N.Y. Withholds Approval for Long Beach and Rockland's Deficit Bonds

The New York State Legislature ended its session without signing off on requests to allow financially distressed municipalities to use deficit financing, which Moody’s Investors Service calls a credit negative for those communities.

Lawmakers adjourned on Thursday without passing bills that would have enabled Rockland County, the city of Long Beach and other local governments to issue long-term deficit-reduction bonds.

“The deficit-reduction bonds would have extended the time that these issuers have to repay cash-flow-related debt,” said Moody’s analyst Robert Weber.

Local governments in New York can request home-rule legislation from the state that would allow them to issue bonds for operating rather than capital purposes. The bonds typically have a 10-year maturity and a fixed coupon.

Long Beach, a waterfront community on Long Island’s south shore, has been running operating deficits since 2008. It had originally planned to reduce its $10 million deficit over three years with a temporary surcharge that would equate to a property tax hike of about 11.9%.

In a City Council meeting last month, city manager Jack Schnirman proposed seeking approval for $15 million of deficit reduction bonds, which he said would lower that surcharge to 5.28% by spreading out the debt service over 10 years. Now that the Legislature has not approved the bonds, Schnirman said they will be reviewing their options over the next couple of weeks.

“We’re disappointed that politics seems to be interfering with what has always been a routine approval for municipalities across the state,” Schnirman said, adding that they will make sure that they’re acting responsibly and in a timely manner.

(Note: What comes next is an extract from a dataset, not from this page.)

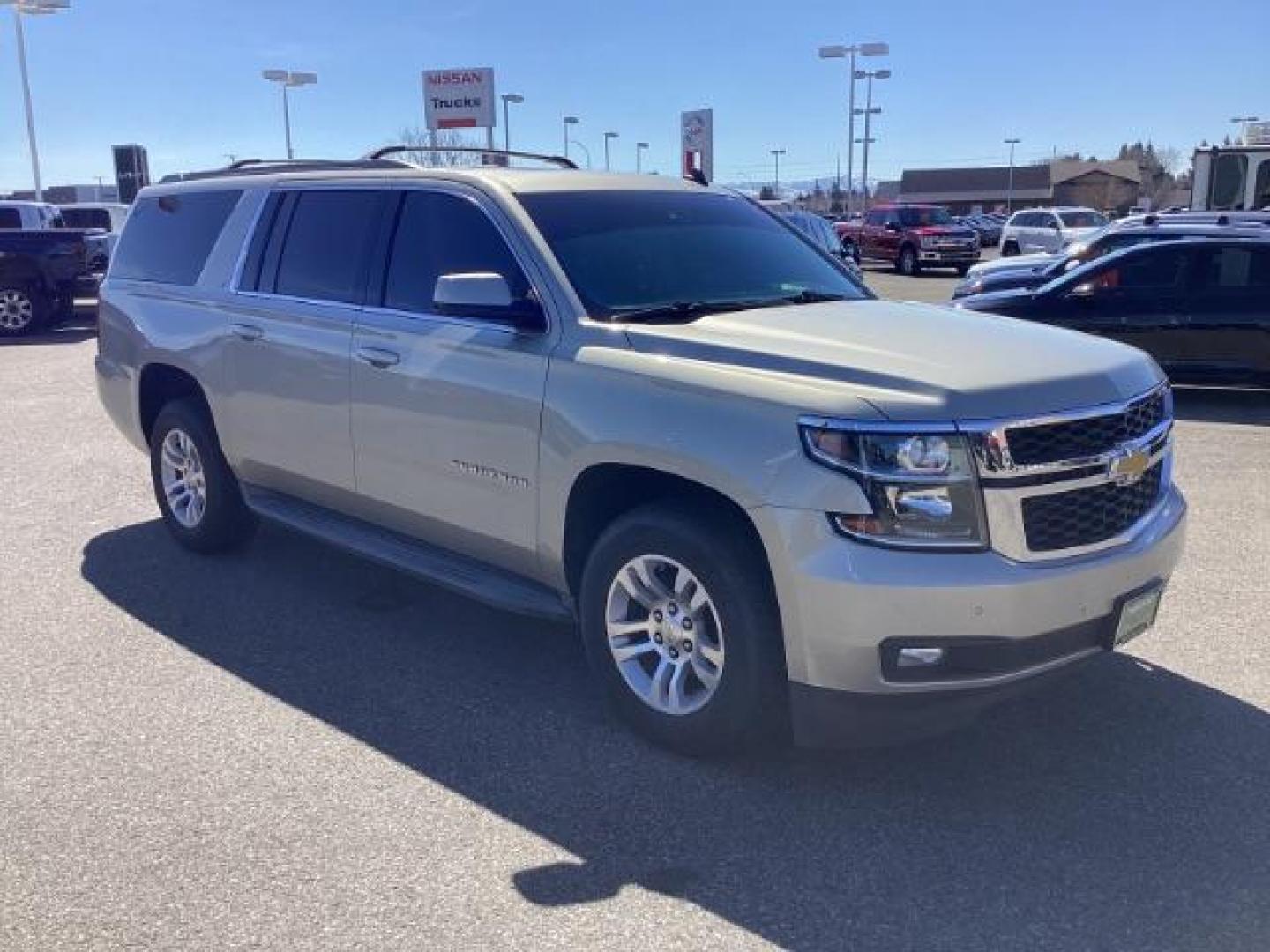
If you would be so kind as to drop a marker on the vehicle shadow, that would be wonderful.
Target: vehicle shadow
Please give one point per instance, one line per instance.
(1123, 807)
(1220, 405)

Weber said in the report that without the additional tax increase, the city will likely face continued liquidity strains.

Moody’s currently rates Long Beach at Baa3 with a negative outlook, the lowest investment-grade rating. Earlier this month, the agency took the rating off review for further downgrade.

Rockland County hoped to issue up to $80 million of deficit-reduction bonds to plug its deficit.

“Unlike Long Beach, Rockland did not budget for the issuance of deficit reduction bonds and therefore has more leeway, partly because it has until [Dec. 7] to finalize its budget,” the Moody’s report said.

Rockland finance commissioner Stephen DeGroat said without the deficit bonds, the county would pay down its gap at a slower pace, instead of all at once.

“We would just set up a budgetary reserve in our budget every year, probably starting in 2013, of which a portion of revenues would be designated, like the residential energy tax,” DeGroat said. He added that it could take up to 10 years and that the county’s issuance of cash flow notes would likely increase.

As part of its contingency plan to address its $21 million budget gap, the county recently implemented a 4% energy surcharge, which officials have estimated would generate $5.8 million for the last seven months of 2012.

Rockland County is one of New York’s wealthiest counties and is also its lowest rated at Baa3 by Moody’s. Last week, Moody’s took the rating off review for further downgrade, and assigned a negative outlook.

In other good news for the county, it sold $35 million of revenue anticipation notes on Thursday at a lower interest rate than its last notes offering earlier this month.

The debt priced with a 2.8% yield and bids of at least $140 million, DeGroat said. The Rans were issued to finance operational costs.